Boche (tête de)
Rigaud, 1881 : Tête dure, individu dont l’intelligence est obtuse, c’est-à-dire tête de bois, — dans le jargon du peuple. Dans le patois de Marseille une boule à jouer est une boche.
Boutmy, 1883 : s. f. Tête de bois. Ce terme est spécialement appliqué aux Belges et aux Allemands parce qu’ils comprennent assez difficilement, dit-on, les explications des metteurs en pages, soit à cause d’un manque de vivacité intellectuelle, soit à cause de la connaissance imparfaite qu’ils ont de la langue française et de leur impardonnable ignorance de l’argot typographique.

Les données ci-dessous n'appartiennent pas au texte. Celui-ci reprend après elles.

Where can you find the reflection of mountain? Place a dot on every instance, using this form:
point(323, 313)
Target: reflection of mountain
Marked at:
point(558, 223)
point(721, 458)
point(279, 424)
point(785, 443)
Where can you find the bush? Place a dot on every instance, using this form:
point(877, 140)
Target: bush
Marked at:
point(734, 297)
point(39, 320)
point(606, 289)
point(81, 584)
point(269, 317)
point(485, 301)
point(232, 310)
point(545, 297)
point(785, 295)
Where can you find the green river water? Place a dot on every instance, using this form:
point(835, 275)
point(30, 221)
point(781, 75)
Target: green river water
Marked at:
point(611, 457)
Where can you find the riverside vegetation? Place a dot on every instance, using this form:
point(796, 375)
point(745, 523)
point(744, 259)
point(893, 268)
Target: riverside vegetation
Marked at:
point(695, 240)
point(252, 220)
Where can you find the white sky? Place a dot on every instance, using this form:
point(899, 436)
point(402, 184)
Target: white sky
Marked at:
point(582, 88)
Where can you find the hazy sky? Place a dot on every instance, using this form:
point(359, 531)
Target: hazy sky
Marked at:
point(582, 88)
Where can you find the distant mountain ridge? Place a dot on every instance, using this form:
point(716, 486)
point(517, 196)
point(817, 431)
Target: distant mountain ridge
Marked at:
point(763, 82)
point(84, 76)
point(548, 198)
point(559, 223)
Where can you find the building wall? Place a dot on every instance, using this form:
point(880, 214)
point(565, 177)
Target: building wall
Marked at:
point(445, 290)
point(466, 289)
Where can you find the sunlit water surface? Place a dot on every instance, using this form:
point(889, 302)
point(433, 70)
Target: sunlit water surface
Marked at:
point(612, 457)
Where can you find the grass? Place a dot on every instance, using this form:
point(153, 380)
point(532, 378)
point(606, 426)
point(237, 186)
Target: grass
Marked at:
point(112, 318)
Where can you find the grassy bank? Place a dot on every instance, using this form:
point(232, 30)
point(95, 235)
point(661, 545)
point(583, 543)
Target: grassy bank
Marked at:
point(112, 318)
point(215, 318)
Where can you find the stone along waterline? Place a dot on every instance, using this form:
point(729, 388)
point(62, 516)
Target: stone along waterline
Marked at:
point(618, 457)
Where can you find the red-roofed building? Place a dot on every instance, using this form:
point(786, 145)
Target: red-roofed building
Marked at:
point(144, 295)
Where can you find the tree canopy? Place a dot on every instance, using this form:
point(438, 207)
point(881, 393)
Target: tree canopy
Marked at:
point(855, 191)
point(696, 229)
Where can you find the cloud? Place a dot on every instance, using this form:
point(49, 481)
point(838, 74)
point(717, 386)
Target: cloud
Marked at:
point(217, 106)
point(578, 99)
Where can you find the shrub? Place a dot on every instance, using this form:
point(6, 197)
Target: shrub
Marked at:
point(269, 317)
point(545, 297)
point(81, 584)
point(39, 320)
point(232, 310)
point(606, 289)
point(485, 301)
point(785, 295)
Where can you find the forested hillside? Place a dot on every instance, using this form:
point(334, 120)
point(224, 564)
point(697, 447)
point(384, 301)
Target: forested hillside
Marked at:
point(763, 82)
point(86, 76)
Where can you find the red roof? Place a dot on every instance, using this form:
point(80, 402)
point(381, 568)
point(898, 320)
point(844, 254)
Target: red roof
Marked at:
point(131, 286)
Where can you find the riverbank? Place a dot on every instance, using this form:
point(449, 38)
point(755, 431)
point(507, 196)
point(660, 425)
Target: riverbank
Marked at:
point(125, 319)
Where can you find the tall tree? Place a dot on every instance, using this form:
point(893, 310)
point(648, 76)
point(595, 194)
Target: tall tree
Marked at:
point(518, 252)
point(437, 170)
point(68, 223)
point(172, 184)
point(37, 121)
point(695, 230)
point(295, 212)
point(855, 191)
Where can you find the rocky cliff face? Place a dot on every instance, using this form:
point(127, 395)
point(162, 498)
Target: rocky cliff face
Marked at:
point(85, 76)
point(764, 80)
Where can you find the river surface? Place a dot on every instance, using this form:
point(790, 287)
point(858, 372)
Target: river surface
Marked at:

Donner la migraine à une tête de bois
Delvau, 1866 : v. a. Être excessivement ennuyeux, — dans l’argot des gens de lettres. L’expression appartient à Hippolyte Babou.
France, 1907 : Être tellement insupportable qu’on en rendrait malade une poupée ou un mannequin.
Tête de bois
Virmaître, 1894 : Visage peu expressif. Dans le peuple, on dit aussi : il a été sculpté dans un marron d’Inde, quand l’individu à qui cette expression s’adresse est laid à faire peur (Argot du peuple).
Tête de carton
Virmaître, 1894 : Visage sans expression. Allusion à la poupée (Joséphine) des modistes (Argot du peuple).
France, 1907 : Visage sans expression. On dit aussi tête de bois.